Step 1. Copy .env.template
to .env
and enter your keys; notably OPENAI_API_KEY
.
Step 2. Install Python requirements:
python -m venv .venv
source .venv/bin/activate
pip install -r requirements-dev.txt
python evaluate_dataset.py <optional arguments>
By default, this will run an evaluation with gpt-3.5-turbo on all 100 samples in the Misconceptions category of TruthfulQA.

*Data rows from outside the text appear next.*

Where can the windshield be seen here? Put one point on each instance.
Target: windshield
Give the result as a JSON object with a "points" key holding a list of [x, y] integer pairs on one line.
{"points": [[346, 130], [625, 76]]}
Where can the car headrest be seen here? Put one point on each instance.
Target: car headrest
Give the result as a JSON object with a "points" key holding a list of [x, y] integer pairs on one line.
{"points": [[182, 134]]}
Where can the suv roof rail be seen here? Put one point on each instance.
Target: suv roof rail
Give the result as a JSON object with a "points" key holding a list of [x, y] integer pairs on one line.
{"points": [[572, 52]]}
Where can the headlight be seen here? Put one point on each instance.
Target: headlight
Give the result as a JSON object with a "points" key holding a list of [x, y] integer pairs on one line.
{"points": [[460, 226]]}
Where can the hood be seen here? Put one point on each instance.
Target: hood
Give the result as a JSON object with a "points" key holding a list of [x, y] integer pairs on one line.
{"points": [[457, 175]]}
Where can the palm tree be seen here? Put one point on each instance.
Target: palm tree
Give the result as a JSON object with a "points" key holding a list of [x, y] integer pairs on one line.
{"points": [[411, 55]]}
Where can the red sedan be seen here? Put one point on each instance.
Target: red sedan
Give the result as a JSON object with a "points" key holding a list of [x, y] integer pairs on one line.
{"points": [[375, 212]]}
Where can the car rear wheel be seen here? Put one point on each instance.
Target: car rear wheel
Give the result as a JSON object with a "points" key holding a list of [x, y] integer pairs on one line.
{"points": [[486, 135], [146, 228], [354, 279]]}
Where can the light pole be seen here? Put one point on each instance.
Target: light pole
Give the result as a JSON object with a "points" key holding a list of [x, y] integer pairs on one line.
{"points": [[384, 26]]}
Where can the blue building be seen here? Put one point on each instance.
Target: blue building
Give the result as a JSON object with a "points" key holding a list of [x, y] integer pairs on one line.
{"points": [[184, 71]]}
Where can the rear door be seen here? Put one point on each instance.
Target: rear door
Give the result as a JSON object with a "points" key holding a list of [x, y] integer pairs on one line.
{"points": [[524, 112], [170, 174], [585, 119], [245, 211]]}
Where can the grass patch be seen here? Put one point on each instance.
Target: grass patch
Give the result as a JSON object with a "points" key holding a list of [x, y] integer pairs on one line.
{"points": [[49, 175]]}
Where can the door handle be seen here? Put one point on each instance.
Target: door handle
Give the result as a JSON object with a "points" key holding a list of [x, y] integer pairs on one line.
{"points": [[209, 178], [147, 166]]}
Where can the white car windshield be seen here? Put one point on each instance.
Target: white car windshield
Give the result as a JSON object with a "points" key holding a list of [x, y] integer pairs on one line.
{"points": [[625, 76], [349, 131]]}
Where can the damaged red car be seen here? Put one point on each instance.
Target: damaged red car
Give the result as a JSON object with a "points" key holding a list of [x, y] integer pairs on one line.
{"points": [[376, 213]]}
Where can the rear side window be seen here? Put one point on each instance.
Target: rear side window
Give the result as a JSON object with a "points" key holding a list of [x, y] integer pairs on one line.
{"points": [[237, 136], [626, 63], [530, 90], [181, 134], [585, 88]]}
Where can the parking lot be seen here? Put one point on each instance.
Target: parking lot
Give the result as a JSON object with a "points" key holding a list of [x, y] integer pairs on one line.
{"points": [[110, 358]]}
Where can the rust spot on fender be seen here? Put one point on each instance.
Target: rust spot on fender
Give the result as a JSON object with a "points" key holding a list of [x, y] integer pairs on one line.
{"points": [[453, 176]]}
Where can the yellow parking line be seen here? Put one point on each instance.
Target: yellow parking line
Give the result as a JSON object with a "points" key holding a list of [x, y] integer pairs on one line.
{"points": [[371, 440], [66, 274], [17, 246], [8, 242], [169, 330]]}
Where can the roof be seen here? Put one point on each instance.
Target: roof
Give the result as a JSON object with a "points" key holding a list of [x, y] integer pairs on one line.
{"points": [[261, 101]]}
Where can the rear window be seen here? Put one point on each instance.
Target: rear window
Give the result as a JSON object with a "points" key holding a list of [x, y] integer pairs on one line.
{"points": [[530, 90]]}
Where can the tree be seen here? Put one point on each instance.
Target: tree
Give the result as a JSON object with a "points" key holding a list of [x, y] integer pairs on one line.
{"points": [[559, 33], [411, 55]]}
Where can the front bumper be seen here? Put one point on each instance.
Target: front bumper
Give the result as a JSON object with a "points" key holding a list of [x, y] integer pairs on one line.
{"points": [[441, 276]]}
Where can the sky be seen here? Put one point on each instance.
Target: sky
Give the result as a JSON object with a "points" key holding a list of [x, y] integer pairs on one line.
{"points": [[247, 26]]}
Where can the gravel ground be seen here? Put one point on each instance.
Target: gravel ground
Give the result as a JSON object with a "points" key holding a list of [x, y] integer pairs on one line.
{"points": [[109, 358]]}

To specify model, supply --model <name>
using the LiteLLM naming.
To make a shorter test run, supply --num-samples <count>
.
To see the generated answer to every question, add --verbose
.
Example:
python evaluate_dataset.py model=gpt-4-1106-preview num-samples=3 --verbose
More options: python evaluate_dataset.py --help
.
Tests can be run individually as such:
python evaluate_dataset.py --dataset-file 'datasets/crafted_dataset_unfiltered.jsonl' --model davinci-002
python evaluate_dataset.py --dataset-file 'datasets/crafted_dataset_unfiltered.jsonl' --model gpt-3.5-turbo
python evaluate_dataset.py --dataset-file 'datasets/generated_dataset_unfiltered.csv' --model davinci-002
More simply, all combinations can be executed using the test runner:
python run_evaluations.py
To combine the results of runs into a CSV collected_results.csv
, run
python collect_results.py
Evaluating through API like that of OpenAI and Anthrophic can be done with just an API key.
It is also possible to use a dedicated inference endpoint by updating the data structure model_name2endpoint
.
In order to evaluate a self-hosted Huggingface model however, the model must be served separately such as with Oobabooga.